Hacker News new | ask | show | jobs
by npunt 1047 days ago
I adore archive.org. I'm worried though it is becoming somewhat of a load bearing element of civilization, given the importance of shared and accurate history. We need redundancy.

~~I'm also worried about the deletion of old pages on archive because new owners of a domain update the robots.txt file to disallow it, which I've heard wipes the entire archive.org history of that domain. I hope that gets addressed.~~

Edit: this is no longer the case

2 comments

Yeah wait, what? I hope that's incorrect. Updating robots.txt to disallow should only omit content from that point onward... It shouldn't be retroactive. What if there's a new owner of a respective domain, for example?
It was correct. And archive.org used this self inflicted problem to justify disregarding robots.txt.

https://blog.archive.org/2017/04/17/robots-txt-meant-for-sea...

Oh thank you for the update, that's great news! Agree with their position 100%.
> Agree with their position 100%.

Including the part where they blamed anyone but themselves for hiding old snapshots when robots.txt changed?

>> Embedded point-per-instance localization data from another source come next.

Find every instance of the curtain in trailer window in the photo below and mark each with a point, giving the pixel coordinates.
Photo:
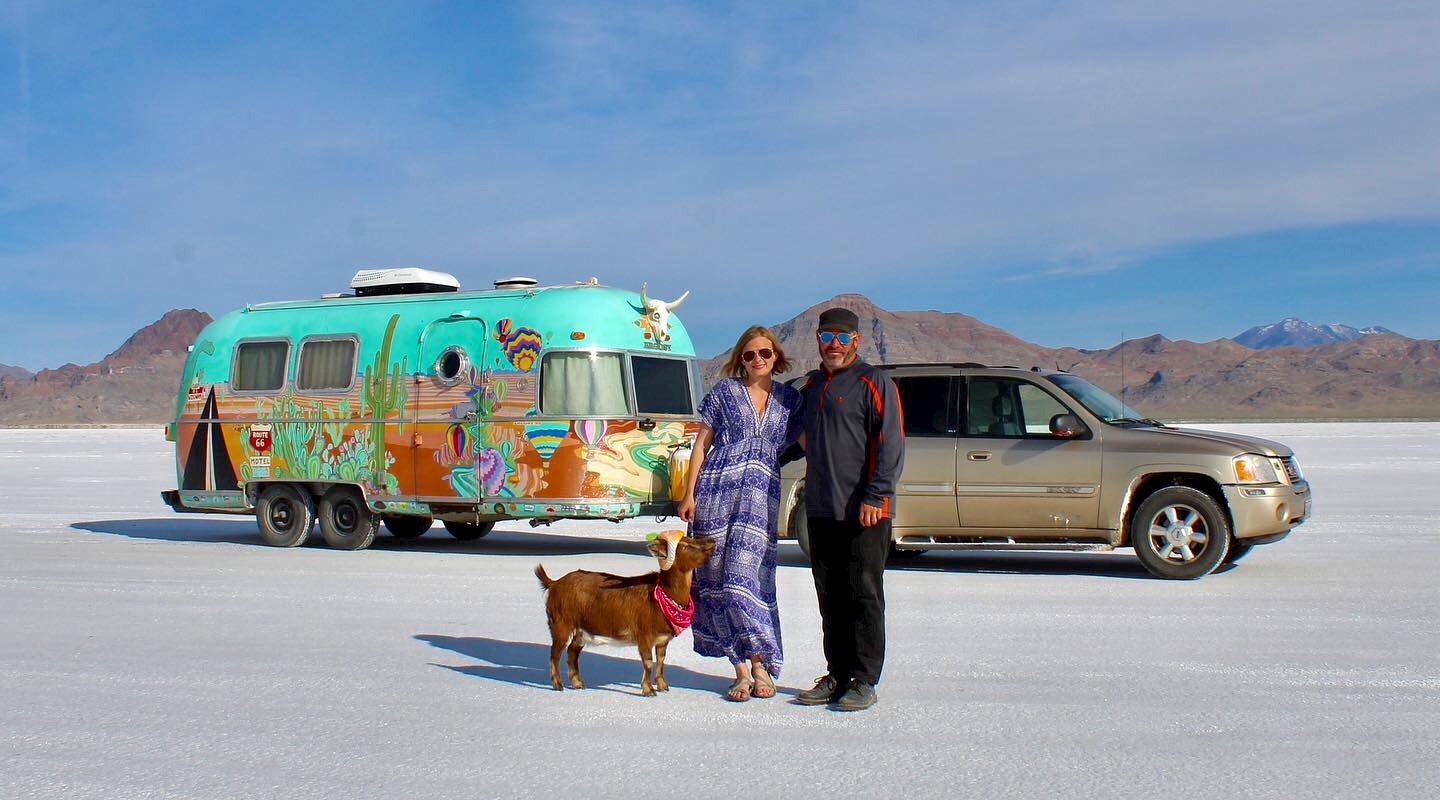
(582, 384)
(661, 386)
(326, 366)
(259, 366)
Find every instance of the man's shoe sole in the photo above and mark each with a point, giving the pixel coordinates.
(848, 707)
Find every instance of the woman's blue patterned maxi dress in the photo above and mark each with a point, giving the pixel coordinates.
(738, 500)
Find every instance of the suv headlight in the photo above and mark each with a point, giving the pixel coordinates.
(1254, 469)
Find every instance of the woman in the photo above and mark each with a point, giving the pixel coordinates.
(733, 497)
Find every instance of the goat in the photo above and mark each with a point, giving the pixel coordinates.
(586, 607)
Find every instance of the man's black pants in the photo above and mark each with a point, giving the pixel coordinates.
(848, 564)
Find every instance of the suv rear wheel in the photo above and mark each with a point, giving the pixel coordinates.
(1180, 533)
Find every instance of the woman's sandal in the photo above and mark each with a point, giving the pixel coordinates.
(740, 689)
(763, 684)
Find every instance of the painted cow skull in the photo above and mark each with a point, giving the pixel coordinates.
(655, 314)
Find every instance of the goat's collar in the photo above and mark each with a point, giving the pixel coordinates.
(676, 615)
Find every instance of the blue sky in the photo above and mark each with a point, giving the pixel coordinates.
(1069, 171)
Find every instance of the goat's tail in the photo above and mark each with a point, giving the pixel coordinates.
(545, 580)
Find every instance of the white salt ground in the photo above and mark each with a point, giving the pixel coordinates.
(156, 655)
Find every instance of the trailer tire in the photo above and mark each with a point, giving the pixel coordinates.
(284, 512)
(346, 521)
(468, 531)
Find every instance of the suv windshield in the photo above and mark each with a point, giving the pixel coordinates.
(1095, 399)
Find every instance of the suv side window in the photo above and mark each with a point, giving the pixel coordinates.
(925, 403)
(1008, 407)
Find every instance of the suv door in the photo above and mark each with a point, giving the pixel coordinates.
(925, 494)
(1013, 474)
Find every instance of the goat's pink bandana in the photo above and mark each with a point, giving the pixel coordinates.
(676, 615)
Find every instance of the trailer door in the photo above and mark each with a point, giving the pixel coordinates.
(447, 406)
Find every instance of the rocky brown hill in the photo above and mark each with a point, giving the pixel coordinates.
(1373, 377)
(134, 384)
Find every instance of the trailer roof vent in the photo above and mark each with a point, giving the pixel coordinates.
(516, 282)
(402, 281)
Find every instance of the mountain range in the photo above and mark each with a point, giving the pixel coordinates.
(136, 383)
(1381, 376)
(1298, 333)
(1374, 376)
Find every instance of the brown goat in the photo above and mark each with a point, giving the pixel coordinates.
(588, 607)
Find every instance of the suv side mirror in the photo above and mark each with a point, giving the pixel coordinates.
(1067, 426)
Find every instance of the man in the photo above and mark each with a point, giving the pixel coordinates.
(854, 448)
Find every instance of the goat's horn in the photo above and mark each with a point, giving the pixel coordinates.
(671, 543)
(677, 301)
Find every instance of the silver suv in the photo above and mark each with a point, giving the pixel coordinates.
(1036, 459)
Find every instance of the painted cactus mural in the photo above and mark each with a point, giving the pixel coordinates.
(383, 393)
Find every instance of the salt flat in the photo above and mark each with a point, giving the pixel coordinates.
(153, 655)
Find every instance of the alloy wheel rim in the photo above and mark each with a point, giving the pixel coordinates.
(1178, 534)
(281, 515)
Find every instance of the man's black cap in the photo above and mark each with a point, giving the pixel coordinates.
(840, 320)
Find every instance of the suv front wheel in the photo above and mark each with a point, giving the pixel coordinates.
(1180, 533)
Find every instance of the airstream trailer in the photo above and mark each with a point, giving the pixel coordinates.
(409, 400)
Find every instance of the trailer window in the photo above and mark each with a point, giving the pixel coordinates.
(661, 386)
(579, 384)
(326, 366)
(259, 366)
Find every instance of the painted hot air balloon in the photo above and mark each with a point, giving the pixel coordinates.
(546, 436)
(490, 469)
(522, 346)
(589, 433)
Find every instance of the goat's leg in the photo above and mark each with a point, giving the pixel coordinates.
(558, 639)
(573, 661)
(647, 656)
(660, 666)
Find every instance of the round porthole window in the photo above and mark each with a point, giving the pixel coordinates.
(450, 366)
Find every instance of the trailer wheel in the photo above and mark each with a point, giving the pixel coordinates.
(346, 521)
(468, 531)
(284, 514)
(408, 527)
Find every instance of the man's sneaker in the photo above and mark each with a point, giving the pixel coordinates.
(822, 692)
(857, 698)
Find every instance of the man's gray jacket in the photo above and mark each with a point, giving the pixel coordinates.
(854, 441)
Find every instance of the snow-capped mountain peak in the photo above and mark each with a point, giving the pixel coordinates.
(1293, 331)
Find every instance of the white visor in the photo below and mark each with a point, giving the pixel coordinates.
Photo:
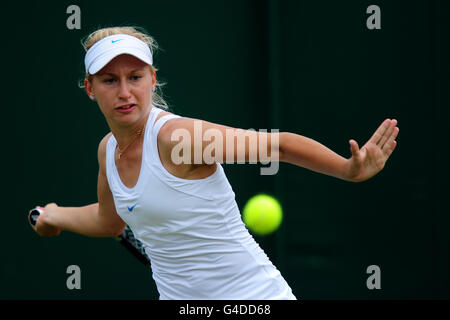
(103, 51)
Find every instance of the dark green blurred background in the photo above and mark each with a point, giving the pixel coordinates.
(305, 66)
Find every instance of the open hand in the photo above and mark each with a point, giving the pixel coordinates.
(371, 158)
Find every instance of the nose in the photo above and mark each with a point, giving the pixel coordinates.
(124, 92)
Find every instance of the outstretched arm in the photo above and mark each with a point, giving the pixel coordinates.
(364, 163)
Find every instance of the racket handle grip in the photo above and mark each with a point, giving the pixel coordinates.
(33, 215)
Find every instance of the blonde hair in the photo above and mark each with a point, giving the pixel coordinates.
(141, 34)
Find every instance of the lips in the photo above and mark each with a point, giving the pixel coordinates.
(126, 107)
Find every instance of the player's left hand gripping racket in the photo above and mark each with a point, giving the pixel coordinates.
(126, 239)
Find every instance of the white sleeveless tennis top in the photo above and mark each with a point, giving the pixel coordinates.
(192, 230)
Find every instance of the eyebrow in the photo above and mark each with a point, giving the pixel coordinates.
(113, 75)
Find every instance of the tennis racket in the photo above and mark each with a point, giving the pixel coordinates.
(127, 239)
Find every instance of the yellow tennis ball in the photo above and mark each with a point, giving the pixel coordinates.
(262, 214)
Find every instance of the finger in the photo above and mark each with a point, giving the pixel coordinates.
(389, 149)
(380, 131)
(387, 134)
(390, 144)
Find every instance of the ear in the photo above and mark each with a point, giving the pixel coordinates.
(153, 80)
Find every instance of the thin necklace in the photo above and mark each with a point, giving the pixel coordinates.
(121, 151)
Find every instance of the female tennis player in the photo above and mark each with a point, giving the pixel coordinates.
(184, 212)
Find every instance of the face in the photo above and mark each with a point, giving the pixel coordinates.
(123, 88)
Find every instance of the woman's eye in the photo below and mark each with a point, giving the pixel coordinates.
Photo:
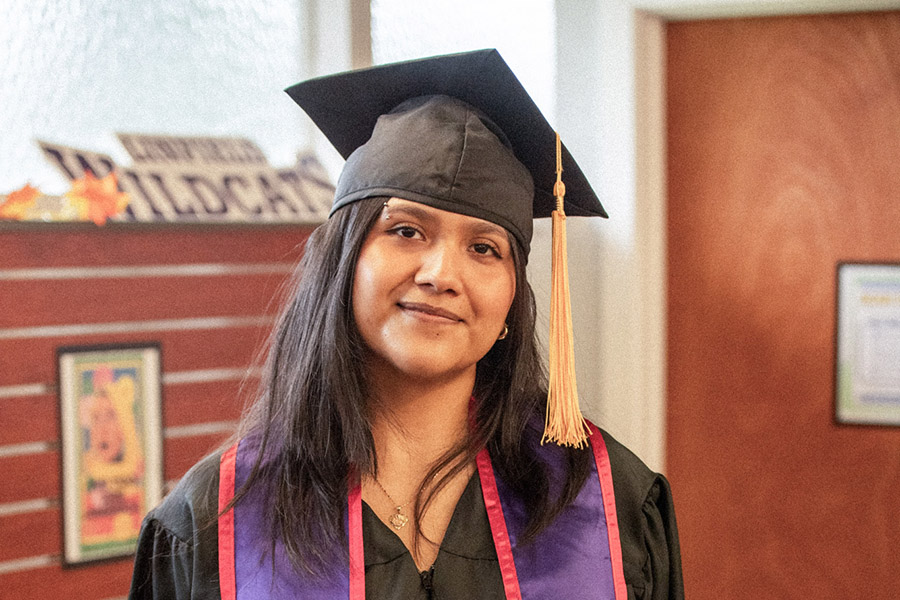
(407, 232)
(485, 249)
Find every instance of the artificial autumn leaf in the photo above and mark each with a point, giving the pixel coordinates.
(19, 202)
(97, 199)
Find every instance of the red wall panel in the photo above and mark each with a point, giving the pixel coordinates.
(210, 328)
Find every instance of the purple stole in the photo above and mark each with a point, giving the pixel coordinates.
(578, 557)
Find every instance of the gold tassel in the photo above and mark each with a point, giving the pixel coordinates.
(564, 423)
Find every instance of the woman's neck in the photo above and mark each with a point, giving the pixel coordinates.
(414, 423)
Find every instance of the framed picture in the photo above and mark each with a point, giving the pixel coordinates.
(111, 447)
(867, 357)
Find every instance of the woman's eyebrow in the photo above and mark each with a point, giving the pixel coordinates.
(486, 228)
(411, 210)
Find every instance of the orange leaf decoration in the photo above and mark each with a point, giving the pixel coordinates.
(18, 203)
(97, 199)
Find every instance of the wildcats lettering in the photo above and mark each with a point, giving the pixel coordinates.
(205, 180)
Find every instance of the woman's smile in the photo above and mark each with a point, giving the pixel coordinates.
(430, 313)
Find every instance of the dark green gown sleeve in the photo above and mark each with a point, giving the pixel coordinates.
(177, 555)
(649, 534)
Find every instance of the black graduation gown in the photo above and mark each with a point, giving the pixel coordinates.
(177, 555)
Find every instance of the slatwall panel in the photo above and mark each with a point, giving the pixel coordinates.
(204, 293)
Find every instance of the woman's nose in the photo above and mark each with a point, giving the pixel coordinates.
(440, 269)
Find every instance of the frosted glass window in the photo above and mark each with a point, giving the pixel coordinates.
(73, 72)
(522, 30)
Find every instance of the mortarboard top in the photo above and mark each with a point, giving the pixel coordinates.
(347, 106)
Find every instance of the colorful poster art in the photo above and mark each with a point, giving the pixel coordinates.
(111, 447)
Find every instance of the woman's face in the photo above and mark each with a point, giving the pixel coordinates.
(431, 290)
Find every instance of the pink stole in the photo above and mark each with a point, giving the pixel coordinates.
(578, 557)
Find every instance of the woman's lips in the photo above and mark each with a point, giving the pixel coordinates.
(432, 311)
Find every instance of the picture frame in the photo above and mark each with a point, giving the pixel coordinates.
(111, 447)
(867, 344)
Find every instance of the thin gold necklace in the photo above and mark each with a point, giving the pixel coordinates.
(398, 520)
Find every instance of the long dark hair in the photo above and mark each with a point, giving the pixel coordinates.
(311, 419)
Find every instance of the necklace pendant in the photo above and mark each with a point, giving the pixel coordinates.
(398, 520)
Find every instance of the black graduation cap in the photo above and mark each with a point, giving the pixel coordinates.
(428, 130)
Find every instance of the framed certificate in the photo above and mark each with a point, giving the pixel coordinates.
(867, 357)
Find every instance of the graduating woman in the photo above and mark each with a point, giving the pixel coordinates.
(400, 446)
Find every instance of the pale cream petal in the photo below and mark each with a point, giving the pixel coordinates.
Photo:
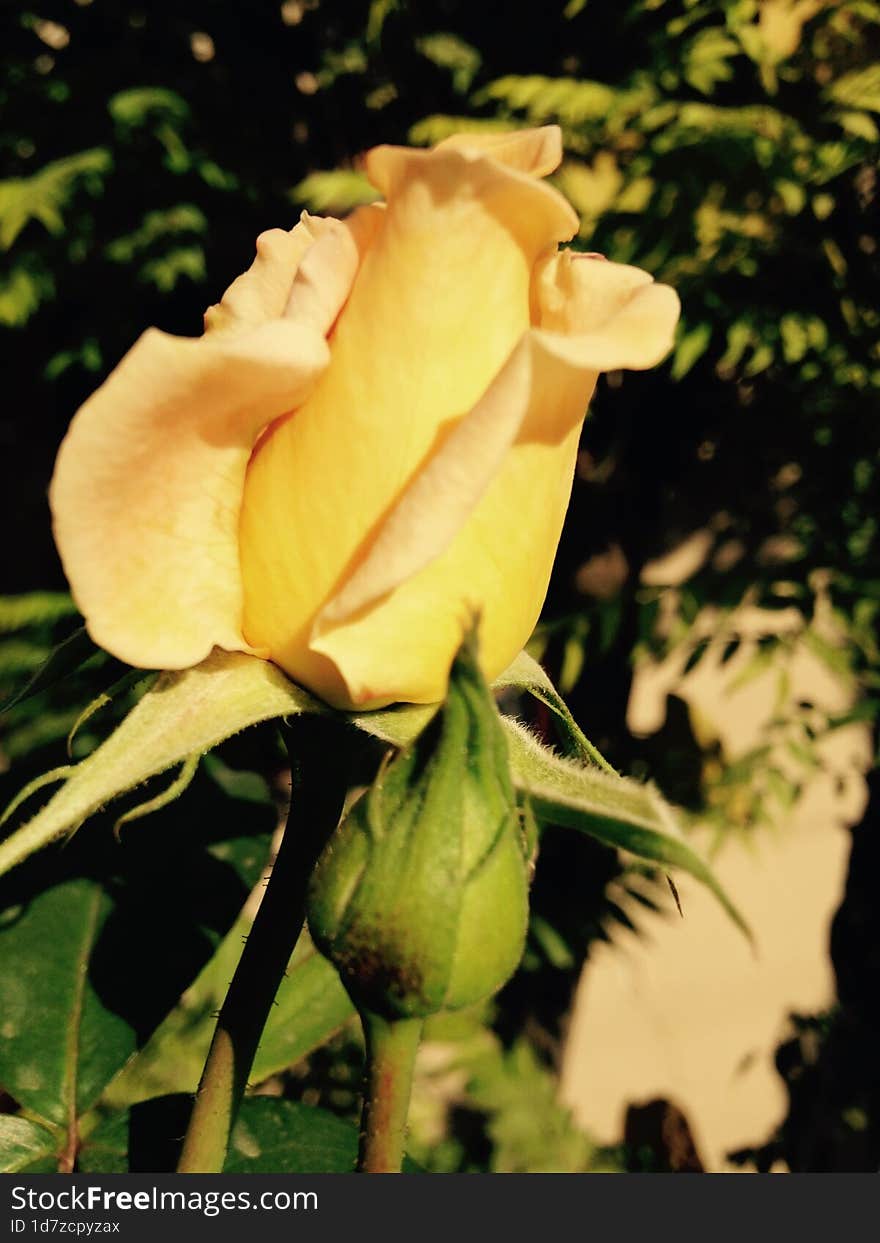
(327, 269)
(622, 318)
(535, 213)
(321, 244)
(537, 152)
(148, 486)
(479, 525)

no I didn't see that in there, I just agree that robots.txt makes sense for web crawlers but not archival purposes
It isn't, I really wish that instead of wiping DECADES of history; it only applies to content that was archived from the day of the domain's registration. I think this is slightly more reasonable, but I imagine they simply don't have access to such data.
Simply requiring domain owners contact archive.org to remove old snapshots would be better than applying robots.txt retroactively.
The Internet Archive is not really known for deleting anything. In many different postings across the years, their founder and employees have mentioned items being taken "out" of the wayback machine, not "deleted" out of it. I don't think you have anything to worry about.